The seminar is held on Fridays at 2:30pm (ET), unless otherwise noted below.

09/12/2025 Wei-Kuo Chen (U Minnesota)
Title: On the fitness landscape of the NK model.
Abstract: The NK model, introduced by Kauffman, Levin, and Weinberger, is a random field used to describe the fitness landscape of certain species with N genetic loci, each interacting with K others. It is expected to capture rugged landscapes in some evolutionary systems and has been instrumental in studying evolutionary dynamics through adaptive walks. Earlier literature has been focused on the case K being a fixed positive integer and used tools from Ergodic and Markov theory. In this talk, I will present some new results concerning the fitness landscape in the NK model under the regime that K/N is approximately α ∈(0,1]. These include the explicit formulas for the free energy and maximum fitness, overlap gap properties, and multiple peak structure of the level set near the maximum fitness, and the existence of evolutionary paths of nearly maximum fitness. Along the way, I will discuss the implications of our results in relation to evolution dynamics and explain how spin glass theory is of great use in our study. Based on a joint work with S. Tang.
 
09/19/2025 Gabriel Raposo (UC Berkeley)
Title: Fluctuations of random standard Young Tableaux.

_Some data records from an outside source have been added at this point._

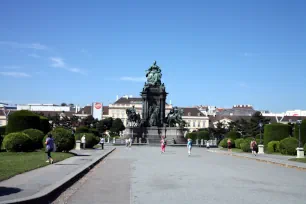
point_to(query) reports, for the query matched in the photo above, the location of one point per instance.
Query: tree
(104, 125)
(117, 126)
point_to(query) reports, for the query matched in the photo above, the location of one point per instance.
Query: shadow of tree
(8, 190)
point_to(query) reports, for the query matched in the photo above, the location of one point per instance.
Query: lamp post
(260, 129)
(299, 150)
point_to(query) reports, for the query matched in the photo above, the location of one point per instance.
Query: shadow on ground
(7, 190)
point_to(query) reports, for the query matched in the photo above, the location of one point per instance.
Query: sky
(217, 52)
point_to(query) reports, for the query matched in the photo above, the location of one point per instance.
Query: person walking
(102, 143)
(189, 146)
(83, 140)
(49, 148)
(163, 144)
(253, 146)
(229, 145)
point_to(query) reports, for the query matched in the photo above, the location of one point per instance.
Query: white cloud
(134, 79)
(35, 46)
(11, 67)
(59, 63)
(34, 55)
(15, 74)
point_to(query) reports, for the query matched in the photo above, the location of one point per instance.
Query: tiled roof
(85, 110)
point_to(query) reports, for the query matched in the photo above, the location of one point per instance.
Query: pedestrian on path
(83, 140)
(253, 147)
(229, 145)
(163, 144)
(49, 147)
(189, 146)
(102, 143)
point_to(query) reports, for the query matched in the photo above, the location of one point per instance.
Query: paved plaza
(143, 175)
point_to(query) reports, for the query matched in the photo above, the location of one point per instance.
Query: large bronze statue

Abstract: We will introduce the Young generating function and use it to characterize the law of large numbers and the central limit theorem behaviors for random partitions. As an application of these results, we present a framework to obtain conditional Gaussian Free Field fluctuations for height functions associated with random standard Young tableau. To prove these results we develop algebraic formulas for operators on the Gelfand–Tsetlin algebra of the symmetric group.
 
09/26/2025 Grigory Terlov (UNC)
Title: Percolation on nonunimodular graphs.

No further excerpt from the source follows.